# Some recent pens



## arkie (Feb 29, 2012)

I've been on a cigar pen kick - I really like those pens!

[attachment=2354] Curly ash

[attachment=2355] Yellowheart

[attachment=2356] Bethlehem Olive Wood


----------



## BassBlaster (Feb 29, 2012)

Nice. I really like the cigar pens as well. They are fun to make and just look good. Its a nice change from the 7mm pens too. I just ordered a whole bunch of cigar parts from Berea that should be here tomorrow!!

I like that olive wood. I also ordered some of the exhibition grade bethlaham olive wood from psi. I still havnt decided what kinda pen to use those for but the blanks look great!!


----------



## DKMD (Feb 29, 2012)

Nicely done! That curly ash is pick of the litter for me.


----------



## CodyS (Mar 1, 2012)

Very nice work! Love them!


----------



## arkie (Mar 1, 2012)

I got a deal on some ultra-cigar kits and have started to use them too.

[attachment=2361] Ziricote - first time I've turned this wood

[attachment=2362] Cocobolo is a favorite wood choice

[attachment=2363] Redheart.
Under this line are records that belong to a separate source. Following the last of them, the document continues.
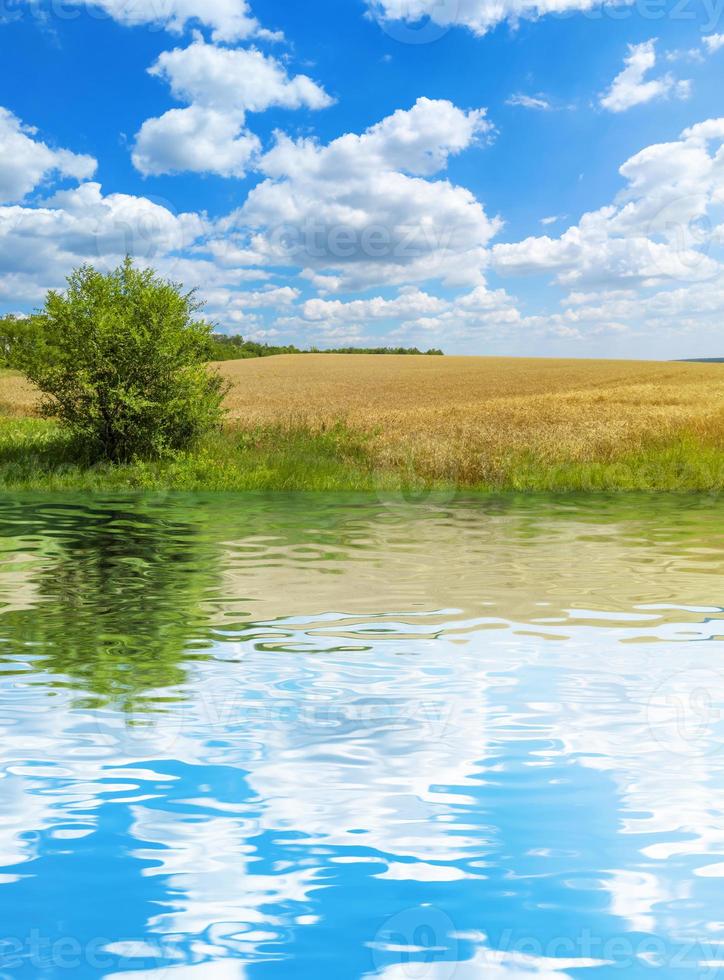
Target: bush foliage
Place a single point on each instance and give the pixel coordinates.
(121, 361)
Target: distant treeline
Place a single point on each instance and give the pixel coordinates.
(234, 348)
(19, 331)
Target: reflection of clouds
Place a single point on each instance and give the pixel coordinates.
(492, 965)
(417, 669)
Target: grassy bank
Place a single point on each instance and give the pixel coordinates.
(335, 422)
(36, 455)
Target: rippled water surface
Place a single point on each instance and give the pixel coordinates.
(310, 737)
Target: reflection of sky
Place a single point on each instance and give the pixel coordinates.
(482, 794)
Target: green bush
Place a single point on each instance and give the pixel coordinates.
(122, 364)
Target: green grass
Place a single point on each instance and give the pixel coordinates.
(36, 455)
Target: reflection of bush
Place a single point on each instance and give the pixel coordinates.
(119, 600)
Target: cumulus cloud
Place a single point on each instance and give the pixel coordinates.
(362, 209)
(479, 16)
(195, 139)
(229, 20)
(631, 87)
(655, 232)
(40, 245)
(26, 162)
(221, 85)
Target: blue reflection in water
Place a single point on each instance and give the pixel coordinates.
(317, 736)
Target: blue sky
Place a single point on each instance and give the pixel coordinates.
(429, 172)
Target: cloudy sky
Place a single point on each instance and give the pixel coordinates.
(488, 176)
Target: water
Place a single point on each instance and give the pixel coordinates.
(309, 736)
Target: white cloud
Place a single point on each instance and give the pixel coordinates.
(529, 102)
(361, 211)
(479, 16)
(631, 87)
(195, 139)
(25, 161)
(229, 20)
(221, 85)
(235, 79)
(652, 234)
(40, 245)
(713, 42)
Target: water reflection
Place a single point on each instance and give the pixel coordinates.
(474, 739)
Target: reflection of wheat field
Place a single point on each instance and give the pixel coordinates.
(465, 417)
(471, 418)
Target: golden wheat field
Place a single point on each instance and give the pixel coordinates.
(465, 417)
(462, 417)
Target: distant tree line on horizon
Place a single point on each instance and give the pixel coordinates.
(234, 347)
(16, 332)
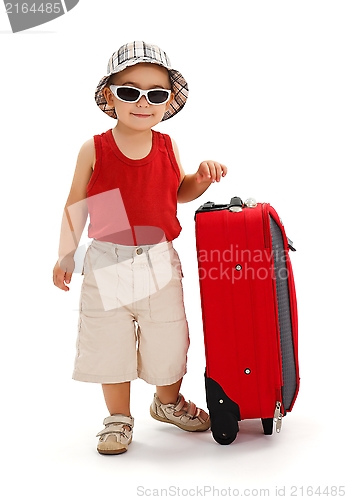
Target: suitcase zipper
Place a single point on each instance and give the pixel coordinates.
(278, 416)
(266, 225)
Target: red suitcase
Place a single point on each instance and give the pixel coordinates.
(249, 315)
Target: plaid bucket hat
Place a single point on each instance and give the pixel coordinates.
(138, 52)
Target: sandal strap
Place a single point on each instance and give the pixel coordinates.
(188, 409)
(119, 419)
(115, 429)
(191, 411)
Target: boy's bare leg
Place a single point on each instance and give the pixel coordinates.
(117, 398)
(169, 393)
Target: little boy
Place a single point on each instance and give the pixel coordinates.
(129, 179)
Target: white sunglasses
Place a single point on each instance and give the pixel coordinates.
(133, 94)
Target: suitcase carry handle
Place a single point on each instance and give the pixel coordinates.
(235, 205)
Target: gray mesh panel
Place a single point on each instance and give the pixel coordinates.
(287, 348)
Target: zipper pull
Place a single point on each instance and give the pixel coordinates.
(278, 416)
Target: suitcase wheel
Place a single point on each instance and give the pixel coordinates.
(224, 427)
(267, 425)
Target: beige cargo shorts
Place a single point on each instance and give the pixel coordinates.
(132, 322)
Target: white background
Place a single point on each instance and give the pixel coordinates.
(267, 84)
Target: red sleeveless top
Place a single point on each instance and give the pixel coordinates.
(133, 202)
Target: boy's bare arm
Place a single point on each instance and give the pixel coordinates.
(74, 216)
(193, 185)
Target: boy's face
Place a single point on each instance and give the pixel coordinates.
(139, 115)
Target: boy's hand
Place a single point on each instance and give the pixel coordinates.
(62, 276)
(210, 171)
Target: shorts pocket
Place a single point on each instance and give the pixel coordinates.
(166, 305)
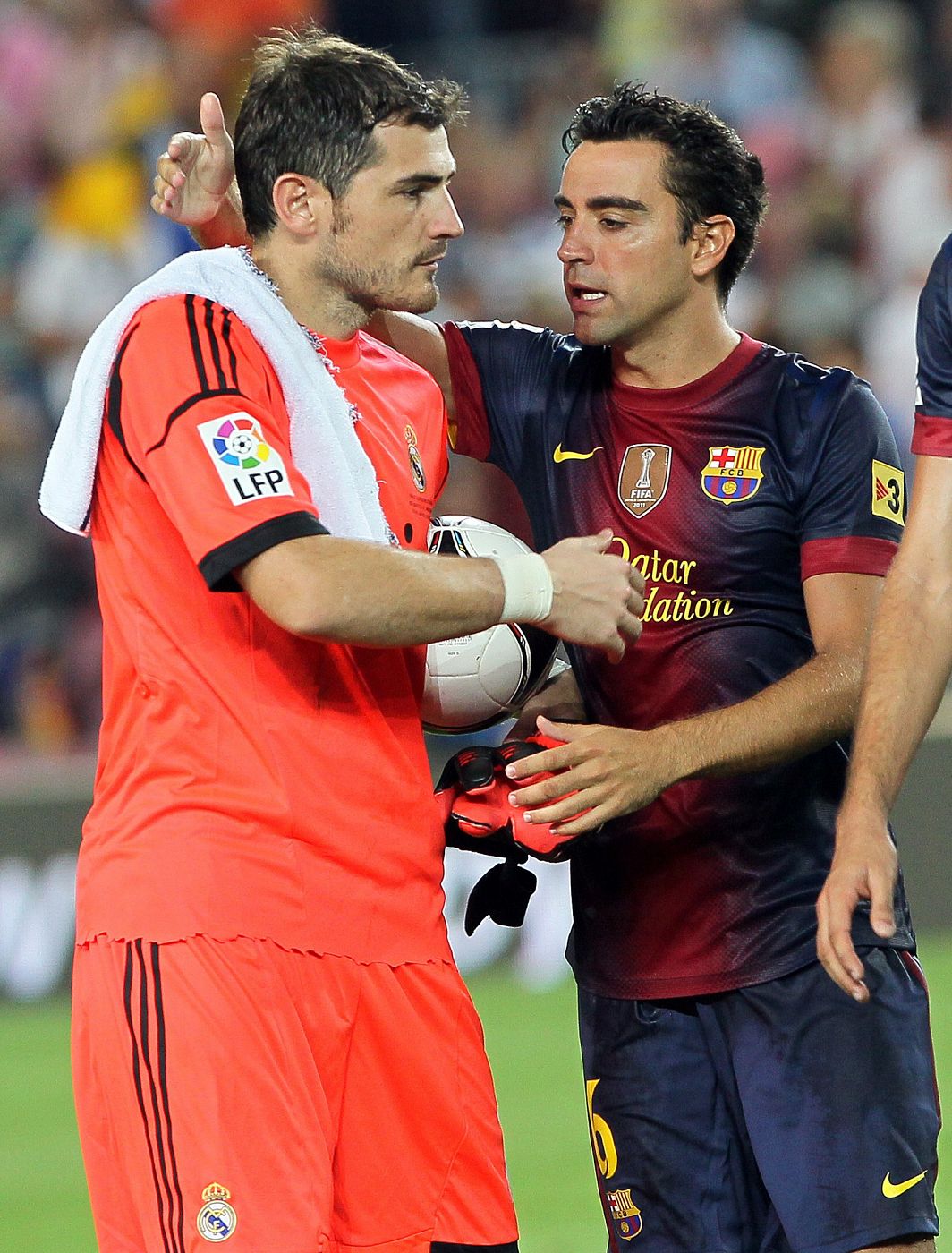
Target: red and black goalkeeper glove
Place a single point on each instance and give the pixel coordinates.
(473, 796)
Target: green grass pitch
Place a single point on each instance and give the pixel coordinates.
(531, 1042)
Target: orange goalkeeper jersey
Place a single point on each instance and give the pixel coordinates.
(251, 782)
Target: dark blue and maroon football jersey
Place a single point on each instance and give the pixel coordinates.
(932, 435)
(727, 492)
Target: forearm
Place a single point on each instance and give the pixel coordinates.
(793, 717)
(905, 674)
(357, 592)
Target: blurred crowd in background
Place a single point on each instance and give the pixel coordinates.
(847, 103)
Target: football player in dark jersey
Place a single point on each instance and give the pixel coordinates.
(736, 1100)
(910, 657)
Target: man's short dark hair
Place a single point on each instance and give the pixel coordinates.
(707, 169)
(310, 107)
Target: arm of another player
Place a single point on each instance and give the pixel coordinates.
(905, 673)
(613, 771)
(359, 592)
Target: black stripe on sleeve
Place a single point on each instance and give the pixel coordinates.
(227, 336)
(196, 342)
(442, 1247)
(218, 566)
(185, 406)
(140, 1093)
(213, 344)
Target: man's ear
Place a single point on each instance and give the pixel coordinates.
(302, 204)
(710, 240)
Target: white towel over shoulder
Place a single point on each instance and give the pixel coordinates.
(323, 444)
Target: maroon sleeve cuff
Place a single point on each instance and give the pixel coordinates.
(932, 436)
(469, 429)
(849, 554)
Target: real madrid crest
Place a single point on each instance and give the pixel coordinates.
(732, 473)
(416, 463)
(217, 1219)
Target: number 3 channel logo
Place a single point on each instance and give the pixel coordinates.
(888, 492)
(601, 1138)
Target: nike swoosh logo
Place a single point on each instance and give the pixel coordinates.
(559, 456)
(897, 1189)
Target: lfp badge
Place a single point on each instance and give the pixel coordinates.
(732, 473)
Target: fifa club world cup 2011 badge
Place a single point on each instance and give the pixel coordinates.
(644, 476)
(416, 463)
(217, 1219)
(625, 1213)
(732, 473)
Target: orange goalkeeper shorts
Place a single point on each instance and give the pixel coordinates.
(234, 1092)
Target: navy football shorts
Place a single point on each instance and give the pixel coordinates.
(782, 1118)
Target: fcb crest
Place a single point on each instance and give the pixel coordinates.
(625, 1212)
(642, 478)
(732, 473)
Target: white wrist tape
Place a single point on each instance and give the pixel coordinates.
(528, 585)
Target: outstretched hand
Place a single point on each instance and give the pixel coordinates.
(864, 868)
(194, 173)
(603, 772)
(598, 598)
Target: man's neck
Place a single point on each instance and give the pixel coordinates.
(673, 356)
(323, 310)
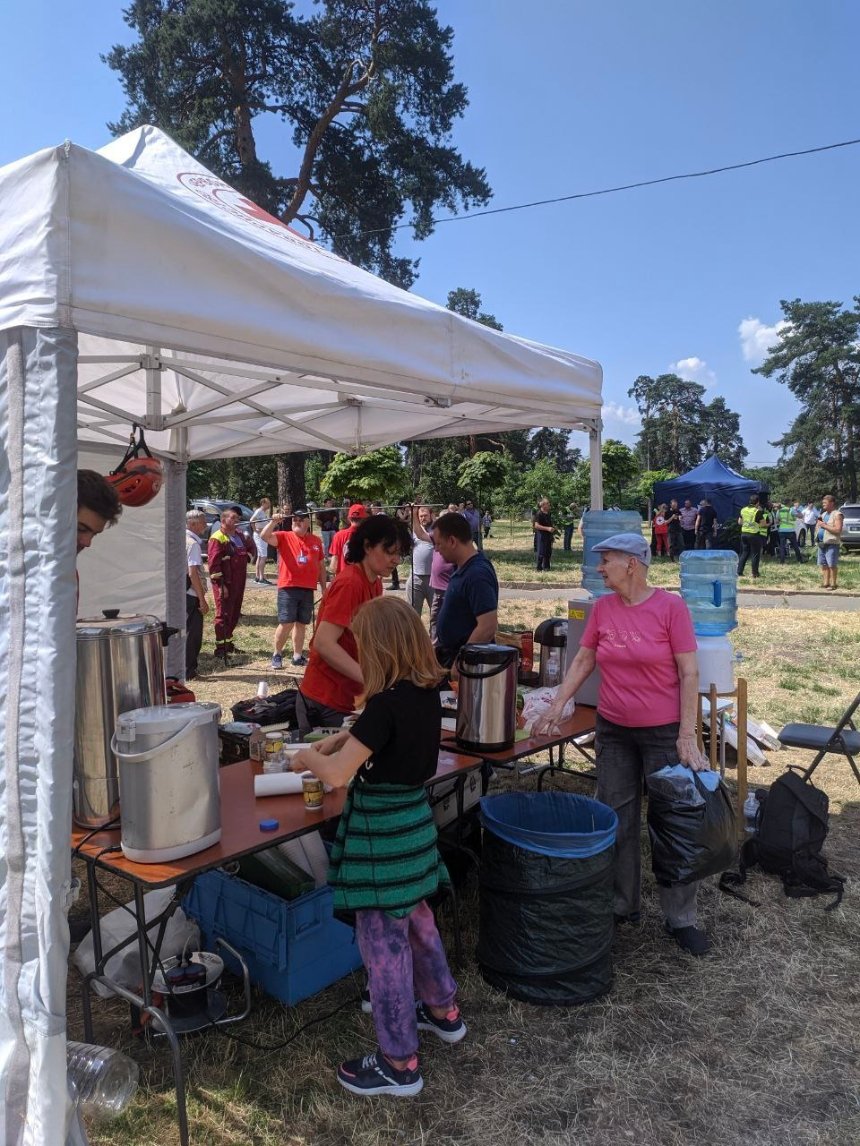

Well that's what it was labeled, though the grain looks a bit odd. I like it anyway.


----------



## Kevin (Mar 1, 2012)

Love me some Ziricote. Nice pens.


----------



## bearmanric (Mar 1, 2012)

Those are classy nice pens. Rick


----------



## BarbS (Mar 4, 2012)

Beautiful pens! 



arkie said:


> I got a deal on some ultra-cigar kits and have started to use them too.
> 
> Ziricote - first time I've turned this wood
> 
> ...


----------



## guylaizure (Mar 4, 2012)

I really like your pens using the ultra cigar kits


----------



## EricJS (Mar 4, 2012)

Very Nice! Cigar is my favorite to show off a beautiful exotic or burl.

Eric


----------



## jd99 (Mar 6, 2012)

Those are some great looking cigars, where did you get the ultra cigar kits from, I'd like to get some of those.

Thanks
Danny


----------



## arkie (Mar 7, 2012)

I believe they are a Berea product, also available through Woodcraft. Berea website says they are not presently available. I ran into a real deal on IAP - guy was selling out of the pen business. When he priced them I took all he had.



jd99 said:


> Those are some great looking cigars, where did you get the ultra cigar kits from, I'd like to get some of those.
> 
> Thanks
> Danny


----------